The first thing to do is make sure you are covered for maternity services with your health fund. Most people do not realise there is a waiting period of at least one year before your health fund will cover you. Other considerations include:
Does my health fund cover my appointments with Dr O’Neill?
Appointments in the office are not covered by health funds and are partially covered by Medicare. Medicare has a scheduled fee towards each of your first appointment, subsequent appointments, pregnancy management, delivery and postnatal care. You will receive detailed information as to the applicable rebates, prior to your 1st appointment.
What about the Planning & Management Fee?

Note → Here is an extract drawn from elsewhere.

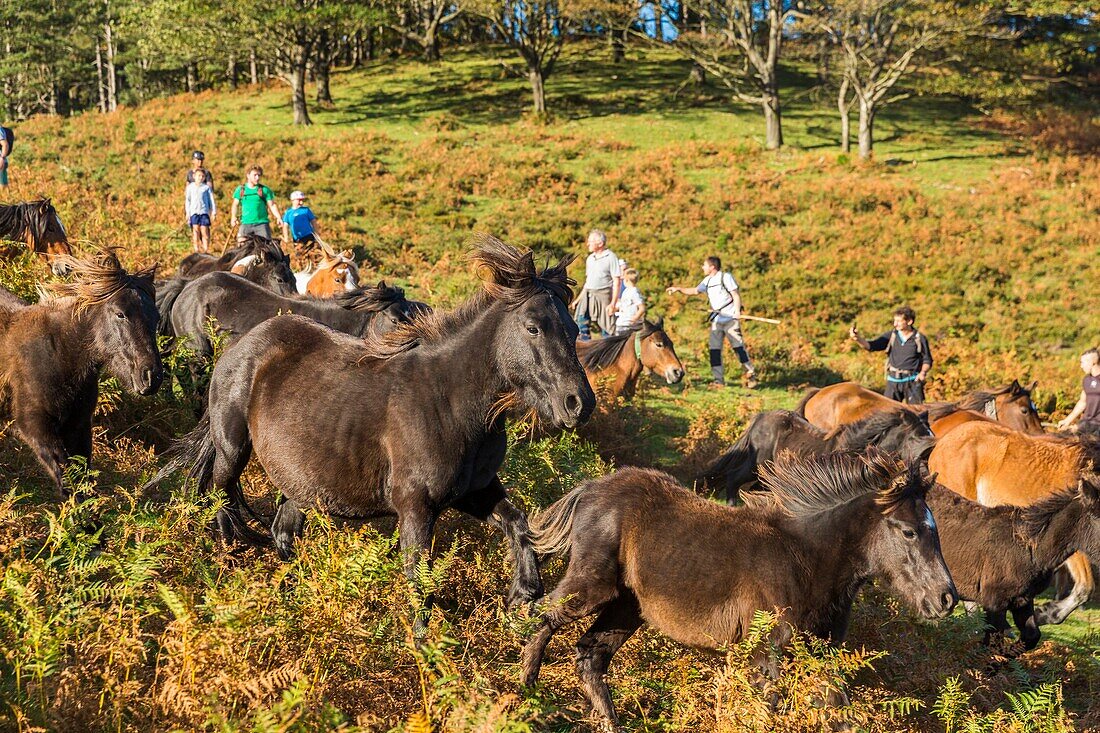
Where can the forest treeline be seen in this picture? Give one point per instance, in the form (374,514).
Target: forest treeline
(64,56)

This fee is charged by all Obstetricians and can range from $2500-$3500, in WA. Medicare defines it as a fee for planning and managing a pregnancy, with a private Obstetrician.

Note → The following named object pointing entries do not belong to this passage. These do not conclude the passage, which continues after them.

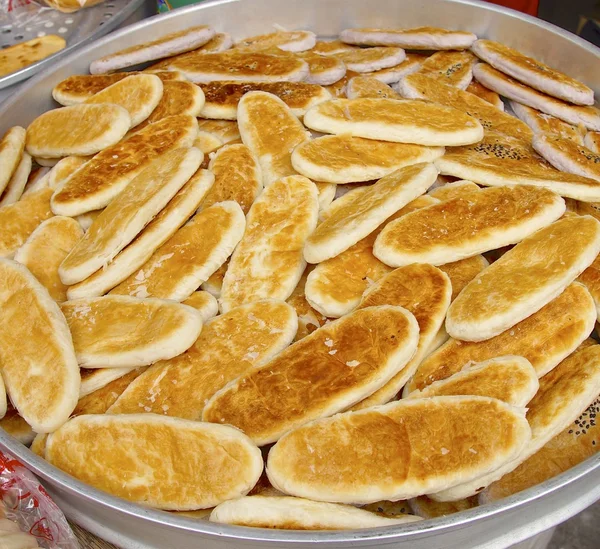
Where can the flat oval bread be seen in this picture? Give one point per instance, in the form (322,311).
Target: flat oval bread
(497,161)
(370,59)
(457,189)
(590,278)
(38,366)
(206,304)
(3,401)
(335,286)
(119,331)
(425,443)
(237,65)
(207,143)
(406,121)
(320,375)
(138,94)
(177,98)
(347,159)
(215,462)
(288,513)
(229,346)
(226,130)
(96,379)
(79,87)
(563,395)
(361,217)
(566,155)
(179,209)
(419,86)
(16,426)
(64,169)
(511,379)
(592,141)
(129,213)
(268,262)
(478,89)
(80,130)
(323,70)
(329,47)
(214,283)
(104,176)
(12,146)
(567,449)
(486,220)
(45,250)
(452,67)
(545,338)
(218,43)
(524,279)
(533,72)
(361,87)
(463,271)
(190,256)
(514,90)
(544,123)
(238,177)
(270,130)
(15,187)
(222,97)
(284,40)
(394,74)
(165,46)
(419,38)
(308,318)
(20,219)
(424,291)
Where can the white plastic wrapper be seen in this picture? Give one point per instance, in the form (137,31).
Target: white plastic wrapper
(25,502)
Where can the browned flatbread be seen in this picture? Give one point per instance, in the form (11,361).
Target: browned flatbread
(222,97)
(545,338)
(104,176)
(425,443)
(360,351)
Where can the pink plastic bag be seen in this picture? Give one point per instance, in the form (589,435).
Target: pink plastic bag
(29,505)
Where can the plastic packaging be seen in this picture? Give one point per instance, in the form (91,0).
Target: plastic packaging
(27,503)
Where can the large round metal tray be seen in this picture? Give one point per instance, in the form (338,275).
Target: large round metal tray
(77,29)
(493,526)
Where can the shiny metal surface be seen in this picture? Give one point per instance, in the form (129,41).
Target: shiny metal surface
(78,29)
(494,526)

It reimburses the Obstetrician for providing 24/7 cover (by Dr O’Neill or by a specialist colleague in her absence), and recognises the implications of on-call obstetric practice being unpredictable. It also helps cover escalating costs in medical practice (particularly insurance/indemnity).
I have also heard about the Medicare Safety Net?
The Medicare Safety Net is an initiative which allows you to claim some of your out of pocket expenses after you have met a particular threshold of expenses. You are automatically registered for the Safety Net as an individual, however, if you register as a family you and your partner, and children, can get the benefits of the Safety Net. If you would like some more information regarding the Medicare Safety Net please visit the Medicare website.
Is Dr O’Neill with my health fund?
- Dr O’Neill has an agreement with all major Australian health funds, excluding Latrobe. This means the fee for your in-hospital care will be sent to your health fund on your behalf with no out of pocket cost (“gap”) to yourself.
- We are unable to offer services to patients who do not have private health insurance.
Please be aware some health fund policies do not cover admission of babies to Neonatal Intensive Care for cardiac or respiratory care. It may not be known until your baby is delivered whether this will be necessary. ALL expecting parents should check with their health fund to make sure you have no unexpected costs at this difficult time.
What is a ‘gap’ payment?
A ‘gap’ is any out of pocket expense incurred by a patient for their medical treatment during their stay in hospital. It reflects the difference between the total fee charged by the doctor and any health fund benefit, plus Medicare rebate. You will not have a gap to pay for Dr O’Neills care in hospital unless your health fund does not have an arrangement with Dr O’Neill (please see section above).
Will there be other costs to consider for my pregnancy care and delivery?
There will be other costs related to blood tests, specialist ultrasounds, anaesthetists, paediatricians and the hospital.
There are two types of costs associated with private treatment while you are an inpatient – hospital costs and medical cost.
- Hospital Costs are for charges like your bed, meal and theatre. If you would like to know the hospital fees prior to admission please call the hospital on 9382 6883.
- Medical Costs are charges from specialists, such as Obstetricians, Paediatricians and Anaesthetists. Individual paediatricians and anaesthetists will have varying fees, therefore unfortunately the cost may not known until the day.